Wednesday, 31 March 2010

Birth pool trial run

Well - pool is blown up (hurrah for electric pumps) and punctures mended (not ones that would let water out but ones letting air out of bottom ring so deflating it. After some research it seemed the conclusion was that ordinary garden hose would be fine for filling - just to let water run through it for a few minutes first. I also bought a new tap connector as recommended. So everything putting the water in is new and clean. There is a separate hose for removing the water which connects to a submersible pump (like you would use in a garden pond). (NCT sells pack with all these bits in.) I half filled it and added Milton to give it a good clean. I added the sieve to clean that as well - although it is new, not been used before and I will throw it away after. The bath thermometre I bought from Mothercare doesn't work which is a real pain. I hope to get a kitchen thermometer from our local hardware shop before I go into labour.

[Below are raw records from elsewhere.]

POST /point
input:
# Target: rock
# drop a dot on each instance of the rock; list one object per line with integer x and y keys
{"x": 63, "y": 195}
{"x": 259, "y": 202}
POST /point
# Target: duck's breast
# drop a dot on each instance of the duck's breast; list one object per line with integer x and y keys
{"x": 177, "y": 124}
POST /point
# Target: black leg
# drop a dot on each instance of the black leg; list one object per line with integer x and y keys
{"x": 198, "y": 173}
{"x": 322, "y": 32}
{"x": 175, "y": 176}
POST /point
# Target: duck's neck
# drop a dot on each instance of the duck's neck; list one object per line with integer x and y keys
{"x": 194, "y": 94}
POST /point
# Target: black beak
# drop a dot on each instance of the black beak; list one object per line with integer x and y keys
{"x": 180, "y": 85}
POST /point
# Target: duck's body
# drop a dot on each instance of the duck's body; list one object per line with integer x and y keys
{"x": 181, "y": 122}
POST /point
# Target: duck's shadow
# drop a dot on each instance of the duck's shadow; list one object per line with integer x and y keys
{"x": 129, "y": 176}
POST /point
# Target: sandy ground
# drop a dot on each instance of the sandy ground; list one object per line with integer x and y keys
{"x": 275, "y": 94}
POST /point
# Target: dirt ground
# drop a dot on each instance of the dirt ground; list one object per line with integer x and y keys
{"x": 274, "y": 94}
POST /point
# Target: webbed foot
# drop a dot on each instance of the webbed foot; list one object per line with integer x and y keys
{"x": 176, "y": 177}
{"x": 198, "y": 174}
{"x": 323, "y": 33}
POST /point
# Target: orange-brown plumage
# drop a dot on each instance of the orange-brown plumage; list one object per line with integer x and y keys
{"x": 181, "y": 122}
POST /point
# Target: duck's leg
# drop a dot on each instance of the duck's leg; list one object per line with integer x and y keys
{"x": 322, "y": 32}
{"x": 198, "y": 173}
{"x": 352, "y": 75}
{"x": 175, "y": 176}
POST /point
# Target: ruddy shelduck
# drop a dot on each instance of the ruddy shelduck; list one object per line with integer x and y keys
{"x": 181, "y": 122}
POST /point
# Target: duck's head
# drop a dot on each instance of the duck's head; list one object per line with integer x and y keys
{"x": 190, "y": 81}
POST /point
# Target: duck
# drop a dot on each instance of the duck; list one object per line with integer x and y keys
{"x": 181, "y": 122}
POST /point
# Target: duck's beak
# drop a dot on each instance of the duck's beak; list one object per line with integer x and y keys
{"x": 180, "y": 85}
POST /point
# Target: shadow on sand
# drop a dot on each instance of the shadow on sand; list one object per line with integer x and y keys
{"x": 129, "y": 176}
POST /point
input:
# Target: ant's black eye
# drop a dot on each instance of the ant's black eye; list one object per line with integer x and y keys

I am going to fill the pool again today - this time to get in and enjoy. I will leave it filled for the boys to enjoy after school. With my last pregnancy I did that and it started labour off. I hope that doesn't happen this time because Jenny, one of my birth partners, has a 12 shift today and the earliest she could be here is 10pm. I sort of don't want baby to come tomorrow as it is April Fool's Day - but we will have to wait and see. No signs of anything imminent. I did think it was coming last Thursday but all went quiet.

Tuesday, 30 March 2010

Midwives supporting home births

In March 2006 the Nursing and Midwifery Council issued a circular clarifying the rights of women, the responsibilities of midwifes and the obligations of Local Supervising Authorities (LSA) for home births. In brief it outlines guidelines in three areas
• As experts in normal birth midwives should be competent, and have confidence, in caring for women having home births.
• Home birth is at least as safe as hospital birth for healthy women with straightforward pregnancies. Whilst there are some clear categories of women for whom a hospital birth would be highly recommended, there are others with increased risk factors where opinion is divided. Risk is a complex issue. If a woman is legally competent to make the choice to birth at home then the midwife should support her, make a plan of care, and seek support from her supervisor. S/he should make all options and choices clear and respect the choices a woman makes.
• There should always be midwives available to cover home births. ‘Withdrawal of a home birth services is no less significant to women than withdrawal of services for a hospital birth.’ Women can contact the LSA for advice.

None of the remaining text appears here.